“That,” says Bathsheba, “was a private moment. It belongs to me, and to no one else.”
“And to me, too,” say I. “I mean, how could I possibly resist you?”
She mutters, once more,“Men!”
“Women,” say I. “Why don’t you understand your own power?”
“Power?” she repeats. “What power?”
“I mean, the way your beauty affects us. It’s too much, even for someone like me. So don’t blame me if I’m forced to take a peek.”
“Look all you want,” she says. “Just know this: there’s more to me than meets the eye.”
“I know it.”
“In the future,” she says, “a million eyes will continue to explore me, through the eyes of those artists. Not that I mind, really.”
“But I do!”
“Here is what irks me,” she says. “There’s more, much more to who I am than beauty alone.”
At this point I utter a sigh, and in spite of myself the sigh deepens, because all of a sudden, regret is catching up to me.
“I so wish,” say I, “that my scribe, Nathan, would leave both of us alone.”
“Why,” she hesitates to ask, “is there something you want to tell me?”
I shake my head. “No, no.

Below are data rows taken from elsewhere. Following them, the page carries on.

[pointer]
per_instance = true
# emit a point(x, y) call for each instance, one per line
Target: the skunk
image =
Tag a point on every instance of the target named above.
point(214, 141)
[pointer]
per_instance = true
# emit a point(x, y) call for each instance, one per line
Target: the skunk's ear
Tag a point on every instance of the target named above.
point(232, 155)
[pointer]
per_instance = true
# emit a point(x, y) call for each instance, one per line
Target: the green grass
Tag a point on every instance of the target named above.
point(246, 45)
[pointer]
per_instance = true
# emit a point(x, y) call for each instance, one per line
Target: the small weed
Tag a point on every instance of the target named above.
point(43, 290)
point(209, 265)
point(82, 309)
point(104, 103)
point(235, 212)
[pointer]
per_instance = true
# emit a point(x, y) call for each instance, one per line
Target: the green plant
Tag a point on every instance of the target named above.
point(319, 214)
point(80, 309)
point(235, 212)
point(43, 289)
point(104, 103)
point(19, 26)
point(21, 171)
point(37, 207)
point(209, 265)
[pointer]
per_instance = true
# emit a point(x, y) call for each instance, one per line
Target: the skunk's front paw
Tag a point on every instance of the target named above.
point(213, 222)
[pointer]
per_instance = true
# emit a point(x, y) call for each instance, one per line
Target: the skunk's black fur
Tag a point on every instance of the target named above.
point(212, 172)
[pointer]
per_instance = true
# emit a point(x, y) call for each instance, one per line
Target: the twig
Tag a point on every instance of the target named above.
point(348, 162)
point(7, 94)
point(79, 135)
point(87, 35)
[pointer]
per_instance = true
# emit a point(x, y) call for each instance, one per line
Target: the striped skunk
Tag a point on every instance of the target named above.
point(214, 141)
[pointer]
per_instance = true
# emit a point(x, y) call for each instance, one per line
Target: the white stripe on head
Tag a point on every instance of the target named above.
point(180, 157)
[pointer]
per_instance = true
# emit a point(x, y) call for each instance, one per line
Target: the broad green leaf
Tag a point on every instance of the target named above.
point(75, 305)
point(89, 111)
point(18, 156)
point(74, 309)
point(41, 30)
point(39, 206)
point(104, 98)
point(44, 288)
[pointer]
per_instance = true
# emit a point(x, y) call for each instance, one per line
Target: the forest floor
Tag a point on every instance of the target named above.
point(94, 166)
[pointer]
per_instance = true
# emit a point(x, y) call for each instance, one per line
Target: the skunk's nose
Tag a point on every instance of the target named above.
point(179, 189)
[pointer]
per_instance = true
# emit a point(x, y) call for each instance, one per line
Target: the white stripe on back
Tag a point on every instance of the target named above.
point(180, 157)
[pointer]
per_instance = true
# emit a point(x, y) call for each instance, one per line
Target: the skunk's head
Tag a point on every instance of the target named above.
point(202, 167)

Not really. And you?”
“No,” she says, lowering her eyes. “Nothing at all.”
I sit down beside her, and brush a strand of hair from her damp forehead. Only now—by her pale face and the dark circles under her eyes—do I realize how exhausted she must be.

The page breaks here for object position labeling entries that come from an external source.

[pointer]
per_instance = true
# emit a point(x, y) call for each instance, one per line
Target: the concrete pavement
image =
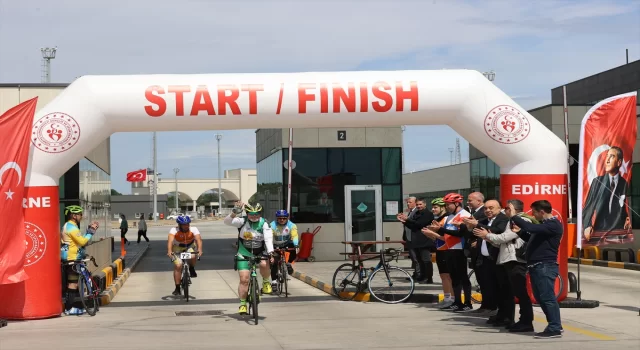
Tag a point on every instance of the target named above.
point(143, 315)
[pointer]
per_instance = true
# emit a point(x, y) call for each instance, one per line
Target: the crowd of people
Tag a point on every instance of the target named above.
point(501, 244)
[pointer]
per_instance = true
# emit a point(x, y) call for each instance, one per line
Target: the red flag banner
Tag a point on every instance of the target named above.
point(607, 138)
point(15, 131)
point(138, 175)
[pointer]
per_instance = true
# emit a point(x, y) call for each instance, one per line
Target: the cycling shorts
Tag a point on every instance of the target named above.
point(242, 264)
point(176, 249)
point(441, 261)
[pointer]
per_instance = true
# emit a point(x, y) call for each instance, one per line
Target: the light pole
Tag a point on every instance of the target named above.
point(155, 179)
point(491, 75)
point(175, 172)
point(218, 138)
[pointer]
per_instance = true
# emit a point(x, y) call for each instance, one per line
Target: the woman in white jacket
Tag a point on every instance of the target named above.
point(516, 268)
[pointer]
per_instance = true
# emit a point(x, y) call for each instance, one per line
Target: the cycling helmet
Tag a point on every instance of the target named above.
point(282, 214)
point(252, 208)
point(73, 209)
point(453, 198)
point(183, 220)
point(438, 202)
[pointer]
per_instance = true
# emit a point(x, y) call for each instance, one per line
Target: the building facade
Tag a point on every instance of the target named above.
point(484, 174)
point(346, 181)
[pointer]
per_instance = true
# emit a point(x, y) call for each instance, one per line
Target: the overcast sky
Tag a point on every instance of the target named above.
point(533, 46)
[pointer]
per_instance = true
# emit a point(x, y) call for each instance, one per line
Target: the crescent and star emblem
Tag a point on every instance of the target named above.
point(7, 166)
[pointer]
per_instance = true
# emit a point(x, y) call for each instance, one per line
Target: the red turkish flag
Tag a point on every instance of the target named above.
point(607, 138)
point(15, 132)
point(137, 176)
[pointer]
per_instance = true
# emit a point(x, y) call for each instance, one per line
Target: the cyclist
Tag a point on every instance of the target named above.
point(454, 231)
point(72, 249)
point(285, 235)
point(440, 214)
point(183, 238)
point(255, 238)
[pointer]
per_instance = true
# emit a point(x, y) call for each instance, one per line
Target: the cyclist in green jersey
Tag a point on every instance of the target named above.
point(255, 238)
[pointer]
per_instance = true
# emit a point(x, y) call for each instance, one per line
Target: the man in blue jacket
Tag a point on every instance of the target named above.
point(543, 243)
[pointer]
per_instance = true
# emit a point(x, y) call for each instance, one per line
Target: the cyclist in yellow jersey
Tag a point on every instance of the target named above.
point(183, 238)
point(72, 243)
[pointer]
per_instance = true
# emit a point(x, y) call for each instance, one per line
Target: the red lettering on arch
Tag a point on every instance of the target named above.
point(152, 94)
point(253, 95)
point(202, 102)
point(347, 97)
point(179, 91)
point(411, 94)
point(380, 93)
point(231, 100)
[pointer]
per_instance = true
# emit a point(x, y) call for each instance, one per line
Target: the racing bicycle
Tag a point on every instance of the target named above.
point(185, 276)
point(395, 284)
point(87, 286)
point(253, 296)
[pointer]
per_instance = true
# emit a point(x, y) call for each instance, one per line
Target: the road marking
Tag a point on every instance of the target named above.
point(578, 330)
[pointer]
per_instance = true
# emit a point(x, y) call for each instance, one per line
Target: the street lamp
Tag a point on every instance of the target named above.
point(491, 75)
point(218, 138)
point(175, 171)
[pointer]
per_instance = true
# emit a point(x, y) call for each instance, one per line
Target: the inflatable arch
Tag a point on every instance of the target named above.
point(532, 159)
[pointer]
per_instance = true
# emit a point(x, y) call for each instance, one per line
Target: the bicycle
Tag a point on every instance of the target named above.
point(383, 268)
point(253, 297)
point(87, 287)
point(475, 288)
point(283, 274)
point(185, 276)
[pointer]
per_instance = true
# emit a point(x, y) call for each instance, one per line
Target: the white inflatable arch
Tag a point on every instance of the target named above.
point(532, 159)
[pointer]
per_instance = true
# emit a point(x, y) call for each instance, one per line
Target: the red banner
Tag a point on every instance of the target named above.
point(137, 176)
point(15, 131)
point(39, 296)
point(532, 187)
point(607, 138)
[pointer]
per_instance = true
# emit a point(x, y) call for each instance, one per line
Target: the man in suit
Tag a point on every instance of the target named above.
point(605, 208)
point(420, 246)
point(406, 233)
point(486, 256)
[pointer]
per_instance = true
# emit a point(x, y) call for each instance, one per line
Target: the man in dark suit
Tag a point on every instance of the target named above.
point(420, 246)
point(484, 257)
point(606, 200)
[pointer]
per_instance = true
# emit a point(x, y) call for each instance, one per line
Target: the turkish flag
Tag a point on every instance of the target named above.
point(15, 129)
point(607, 138)
point(137, 176)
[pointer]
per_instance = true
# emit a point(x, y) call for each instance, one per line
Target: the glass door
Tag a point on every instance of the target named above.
point(363, 215)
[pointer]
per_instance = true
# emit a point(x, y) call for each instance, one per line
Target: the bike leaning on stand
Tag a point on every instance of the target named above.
point(388, 284)
point(87, 287)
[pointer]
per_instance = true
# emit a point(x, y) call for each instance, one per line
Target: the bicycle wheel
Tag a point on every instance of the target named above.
point(254, 298)
point(475, 288)
point(344, 287)
point(391, 287)
point(88, 294)
point(185, 281)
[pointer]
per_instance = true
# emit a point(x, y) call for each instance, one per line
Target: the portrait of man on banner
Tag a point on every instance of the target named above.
point(606, 149)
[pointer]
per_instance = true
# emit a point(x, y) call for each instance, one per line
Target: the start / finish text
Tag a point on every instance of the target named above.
point(241, 99)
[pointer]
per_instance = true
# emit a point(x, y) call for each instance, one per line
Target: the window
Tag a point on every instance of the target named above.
point(318, 180)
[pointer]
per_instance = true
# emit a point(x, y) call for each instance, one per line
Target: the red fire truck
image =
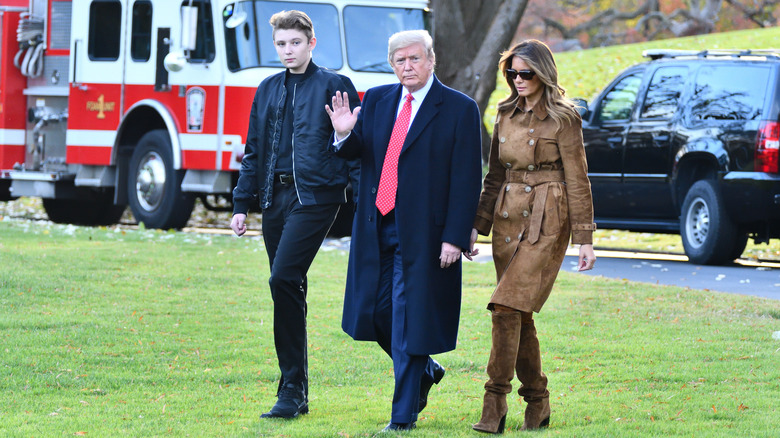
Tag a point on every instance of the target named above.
point(145, 103)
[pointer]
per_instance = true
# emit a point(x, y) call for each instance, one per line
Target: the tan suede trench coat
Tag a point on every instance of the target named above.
point(535, 195)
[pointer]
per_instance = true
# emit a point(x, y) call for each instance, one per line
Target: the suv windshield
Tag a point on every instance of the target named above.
point(249, 42)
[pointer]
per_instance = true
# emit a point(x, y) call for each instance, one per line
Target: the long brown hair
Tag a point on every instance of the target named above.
point(540, 59)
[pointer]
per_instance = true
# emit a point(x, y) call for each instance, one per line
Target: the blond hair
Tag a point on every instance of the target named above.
point(539, 58)
point(296, 20)
point(406, 38)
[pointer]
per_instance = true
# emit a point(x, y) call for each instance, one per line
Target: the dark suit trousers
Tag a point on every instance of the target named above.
point(390, 321)
point(292, 233)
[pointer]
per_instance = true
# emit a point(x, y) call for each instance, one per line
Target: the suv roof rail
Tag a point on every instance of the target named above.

“Perhaps,” I say, thinking aloud, “I should be going.”
Pointing at the crib by her side, “Help me now,” says Bathsheba. “Give me the child.”
And so, leaning over the crib, I take a look at him. His face is perfect, angelic. A single ray of sun cuts across his ashen cheek, leaving his eyes in the shadows. Along its diagonal way, it touches the tips of his delicate, nearly transparent fingers. I lift the baby into a kiss.
Then, very gently, I place him into her embrace. Standing back I watch the two of them, mother and child.
She bares her breast and brings him in, tilting herself into his little mouth, but the baby is too sleepy, it seems, to suck her milk.
I get up, and walk away to the sound of her voice singing a melodious lullaby, at the end of which it trails off, ever so tenderly, into sadness.